One weird trick to turn maximisers into minimisers
A putative new idea for AI control; index here.
A simple and easy design for a u-maximising agent that turns into a u-minimising one.
Let X be some boolean random variable outside the agent’s control, that will be determined at some future time t (based on a cosmic event, maybe?). Set it up so that P(X=1)=ε, and for a given utility u, consider the utility:
u# = (2/ε)Xu—u.
Before t, the expected value of (2/ε)X is 2, so u# = u. Hence the agent is a u-maximiser. After t, the most likely option is X=0, hence a little bit of evidence to that effect is enough to make u# into a u-minimiser.
This isn’t perfect corrigibility—the agent would be willing to sacrifice a bit of u-value (before t) in order to maintain its flexibility after t. To combat this effect, we could instead use:
u# = Ω(2/ε)Xu—u.
If Ω is large, then the agent is willing to pay very little u-value to maintain flexibility. However, the amount of evidence of X=0 that it needs to become a u-minimiser is equally proportional to Ω, so X better be a clear and convincing event.
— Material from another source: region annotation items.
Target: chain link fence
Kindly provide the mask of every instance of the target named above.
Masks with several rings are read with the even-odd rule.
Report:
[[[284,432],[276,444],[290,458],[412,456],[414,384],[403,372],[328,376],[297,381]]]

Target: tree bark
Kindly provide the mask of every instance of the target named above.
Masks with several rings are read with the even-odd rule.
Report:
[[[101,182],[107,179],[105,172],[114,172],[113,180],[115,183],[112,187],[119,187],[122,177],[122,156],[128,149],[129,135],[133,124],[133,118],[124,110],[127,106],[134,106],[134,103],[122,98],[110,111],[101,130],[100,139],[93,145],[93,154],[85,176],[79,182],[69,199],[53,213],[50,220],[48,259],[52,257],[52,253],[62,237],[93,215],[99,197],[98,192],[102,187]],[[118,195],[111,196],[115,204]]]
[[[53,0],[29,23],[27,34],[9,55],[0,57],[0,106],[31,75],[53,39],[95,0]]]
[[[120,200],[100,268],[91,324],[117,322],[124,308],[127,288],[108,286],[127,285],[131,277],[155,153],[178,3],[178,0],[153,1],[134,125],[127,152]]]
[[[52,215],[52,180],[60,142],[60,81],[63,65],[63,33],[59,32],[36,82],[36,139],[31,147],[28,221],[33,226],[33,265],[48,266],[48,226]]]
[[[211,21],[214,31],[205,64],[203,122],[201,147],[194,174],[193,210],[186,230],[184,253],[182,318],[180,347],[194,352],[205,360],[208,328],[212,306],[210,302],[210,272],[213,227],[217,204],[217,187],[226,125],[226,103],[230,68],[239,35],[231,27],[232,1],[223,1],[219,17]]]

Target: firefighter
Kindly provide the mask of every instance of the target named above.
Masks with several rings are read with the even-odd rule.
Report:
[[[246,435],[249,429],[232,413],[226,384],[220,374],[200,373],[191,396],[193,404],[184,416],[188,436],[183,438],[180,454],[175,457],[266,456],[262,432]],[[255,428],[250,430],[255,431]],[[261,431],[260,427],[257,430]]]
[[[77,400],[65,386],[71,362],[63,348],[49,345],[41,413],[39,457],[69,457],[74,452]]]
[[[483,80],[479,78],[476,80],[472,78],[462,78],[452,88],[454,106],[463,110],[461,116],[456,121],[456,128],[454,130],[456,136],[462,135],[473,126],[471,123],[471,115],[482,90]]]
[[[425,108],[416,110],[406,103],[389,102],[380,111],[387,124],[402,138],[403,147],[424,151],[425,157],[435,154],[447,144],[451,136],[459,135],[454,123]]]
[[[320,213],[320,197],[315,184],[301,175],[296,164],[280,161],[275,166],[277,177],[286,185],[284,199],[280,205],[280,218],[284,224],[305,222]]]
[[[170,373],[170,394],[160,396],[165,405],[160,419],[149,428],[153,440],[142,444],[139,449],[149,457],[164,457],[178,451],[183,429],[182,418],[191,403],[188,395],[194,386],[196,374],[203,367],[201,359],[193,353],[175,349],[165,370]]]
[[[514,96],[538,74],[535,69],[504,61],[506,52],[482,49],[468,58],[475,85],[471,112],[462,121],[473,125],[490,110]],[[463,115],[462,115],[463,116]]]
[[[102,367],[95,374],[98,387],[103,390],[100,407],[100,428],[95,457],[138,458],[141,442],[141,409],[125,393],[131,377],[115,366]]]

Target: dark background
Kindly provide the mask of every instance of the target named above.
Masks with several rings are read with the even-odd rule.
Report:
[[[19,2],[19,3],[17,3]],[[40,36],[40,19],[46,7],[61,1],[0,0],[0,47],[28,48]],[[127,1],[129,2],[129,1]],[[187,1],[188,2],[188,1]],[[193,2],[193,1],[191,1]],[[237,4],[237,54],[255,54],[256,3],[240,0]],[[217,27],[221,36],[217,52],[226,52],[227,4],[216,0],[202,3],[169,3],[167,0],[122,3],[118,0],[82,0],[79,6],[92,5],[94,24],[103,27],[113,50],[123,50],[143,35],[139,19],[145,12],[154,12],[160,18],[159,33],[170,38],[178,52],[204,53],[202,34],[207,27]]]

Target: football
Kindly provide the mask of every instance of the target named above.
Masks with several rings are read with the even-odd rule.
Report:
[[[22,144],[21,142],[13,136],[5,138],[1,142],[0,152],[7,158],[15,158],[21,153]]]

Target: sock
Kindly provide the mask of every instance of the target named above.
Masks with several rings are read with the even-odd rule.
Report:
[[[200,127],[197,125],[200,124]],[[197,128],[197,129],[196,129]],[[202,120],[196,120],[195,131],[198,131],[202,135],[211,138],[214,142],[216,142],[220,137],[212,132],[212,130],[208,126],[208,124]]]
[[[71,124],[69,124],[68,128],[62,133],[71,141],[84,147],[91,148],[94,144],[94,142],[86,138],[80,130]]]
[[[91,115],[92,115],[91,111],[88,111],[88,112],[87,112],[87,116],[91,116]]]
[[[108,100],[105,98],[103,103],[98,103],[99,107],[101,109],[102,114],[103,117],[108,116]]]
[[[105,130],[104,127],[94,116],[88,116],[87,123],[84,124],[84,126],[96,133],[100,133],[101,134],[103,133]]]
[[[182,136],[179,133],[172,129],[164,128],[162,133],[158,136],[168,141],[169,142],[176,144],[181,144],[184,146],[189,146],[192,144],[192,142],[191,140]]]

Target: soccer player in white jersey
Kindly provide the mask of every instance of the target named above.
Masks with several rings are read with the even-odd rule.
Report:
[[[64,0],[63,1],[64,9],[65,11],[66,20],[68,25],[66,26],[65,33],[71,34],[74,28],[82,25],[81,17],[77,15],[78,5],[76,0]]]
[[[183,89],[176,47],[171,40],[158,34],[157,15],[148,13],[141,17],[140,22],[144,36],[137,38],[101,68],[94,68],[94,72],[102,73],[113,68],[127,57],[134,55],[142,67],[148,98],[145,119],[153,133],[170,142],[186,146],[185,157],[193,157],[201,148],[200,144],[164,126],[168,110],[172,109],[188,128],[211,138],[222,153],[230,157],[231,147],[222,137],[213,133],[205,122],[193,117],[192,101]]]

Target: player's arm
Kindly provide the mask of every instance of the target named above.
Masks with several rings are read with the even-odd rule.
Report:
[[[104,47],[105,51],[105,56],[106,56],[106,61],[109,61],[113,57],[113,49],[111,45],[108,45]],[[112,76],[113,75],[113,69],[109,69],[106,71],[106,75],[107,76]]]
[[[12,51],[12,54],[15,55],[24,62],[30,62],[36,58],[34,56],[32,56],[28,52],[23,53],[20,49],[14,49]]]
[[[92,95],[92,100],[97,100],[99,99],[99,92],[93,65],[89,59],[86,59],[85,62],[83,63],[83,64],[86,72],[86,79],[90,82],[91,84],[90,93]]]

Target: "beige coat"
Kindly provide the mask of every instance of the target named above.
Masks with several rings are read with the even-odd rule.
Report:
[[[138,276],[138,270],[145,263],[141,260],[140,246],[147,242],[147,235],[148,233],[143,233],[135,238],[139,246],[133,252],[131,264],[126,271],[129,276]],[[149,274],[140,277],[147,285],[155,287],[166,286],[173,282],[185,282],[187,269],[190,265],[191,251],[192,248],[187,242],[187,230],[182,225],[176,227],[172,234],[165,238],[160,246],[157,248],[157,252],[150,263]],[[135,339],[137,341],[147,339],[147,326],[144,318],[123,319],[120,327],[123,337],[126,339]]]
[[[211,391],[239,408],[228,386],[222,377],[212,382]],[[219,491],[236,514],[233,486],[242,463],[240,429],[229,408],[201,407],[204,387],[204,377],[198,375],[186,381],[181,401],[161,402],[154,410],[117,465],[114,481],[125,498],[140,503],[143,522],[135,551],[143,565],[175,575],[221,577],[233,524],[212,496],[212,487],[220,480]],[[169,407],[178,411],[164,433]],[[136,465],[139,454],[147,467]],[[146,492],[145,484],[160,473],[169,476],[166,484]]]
I really don’t see how this would help, compared to just adding time dependence directly
How would you do that? For a reward function, that’s easy, but this is a utility function.
I really have no idea what the hitch is, here. In principle, a utility function can be over histories of the universe. Just care about different things in different parts of that history.
Let u be utility function linear in paperclips. Assume the agent has no ability to create or destroy paperclips for the first week; it needs to build up infrastructure and means first. We want it to be maximising u on Monday, -u on Tuesday, and u from Wednesday onwards. How can we accomplish this? And how can we accomplish it without the agent simply turning itself off for Tuesday?
u is a function of paperclips, which is in turn a function of time. So, u(p(t)) is the number of paperclips at time t.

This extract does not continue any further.